# Database Discussions > Microsoft SQL Server 2005 >  Database mail setup using gmail smtp

## yogesphu

hello,

I am trying to setup database mail and I want to use gmail outgoing server. I used below instructioin bubt these don't seem to work.
---------------------------------------------
email id: youremailid#gmail.com ( should have gmail.com)
Display Name: SQL Server
Reply email: can leave blank
Server name: smtp.gmail.com ( this is really important)
port no: 587 ( on many website this is given as 465 which is wrong, use 587 )
Check : This server requires a secure connection
Check Basic Authentication
username: youremailid@gmail.com ( should have gmail.com)
password: ( top secret , dont display ) …  :Wink: 
confirm password: confirm your password

click next and also you need to make it default public profile.

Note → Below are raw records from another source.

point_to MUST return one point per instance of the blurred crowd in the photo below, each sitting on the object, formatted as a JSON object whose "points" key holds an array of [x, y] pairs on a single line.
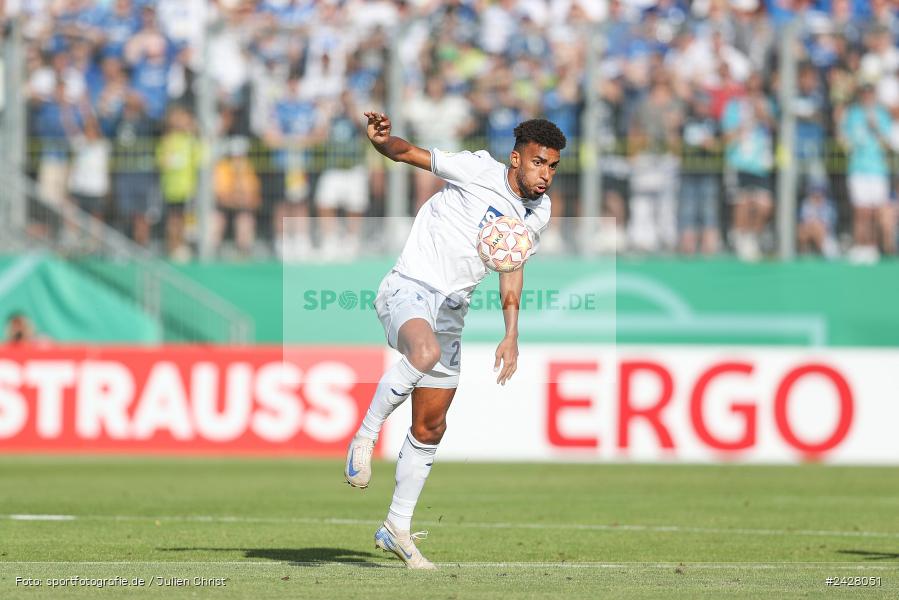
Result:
{"points": [[688, 123]]}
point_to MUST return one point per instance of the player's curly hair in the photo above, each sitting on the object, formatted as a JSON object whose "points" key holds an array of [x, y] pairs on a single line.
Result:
{"points": [[542, 132]]}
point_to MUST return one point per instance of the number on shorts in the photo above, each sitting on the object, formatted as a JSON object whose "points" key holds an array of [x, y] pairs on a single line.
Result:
{"points": [[454, 361]]}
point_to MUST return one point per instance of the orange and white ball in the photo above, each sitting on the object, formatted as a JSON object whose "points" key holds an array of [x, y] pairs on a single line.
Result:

After you do this, you also have to change SQL Server Agent properties, in Properties click alerts system and then select database mail.
MOST IMRORTANT when you make changes, to SQL SERVER AGENT properties, restart only SQL SERVER AGENT.

right click SQL Server Agent and click restart, and then test your database mail.

to test, right click database mail and click send test mail… VERY IMPORTANT ( Select right profile/account from drop down list), put any email id and click send test email. click ok.
-------------------------------------------------------

Anyone has other idea or suggestion??

----------


## skhanal

Are you trying to configure it in a corporate environment?. Have you checked if your firewall policy allows to use google smtp on port 587?

----------


## yogesphu

We got it figured out yesteday. and yes connectivity to their smtp was the problem. We were not even getting ping response from smtp.gmail.com. That is sorted out now and it is working fine. Thanks for your response though. :Smilie:

----------


## rwillemain

So I can understand, the solution that was found did include opening F/W port for smtp to gmail ?  If some other action was needed, be interesting to know.
Thanks. Rick

----------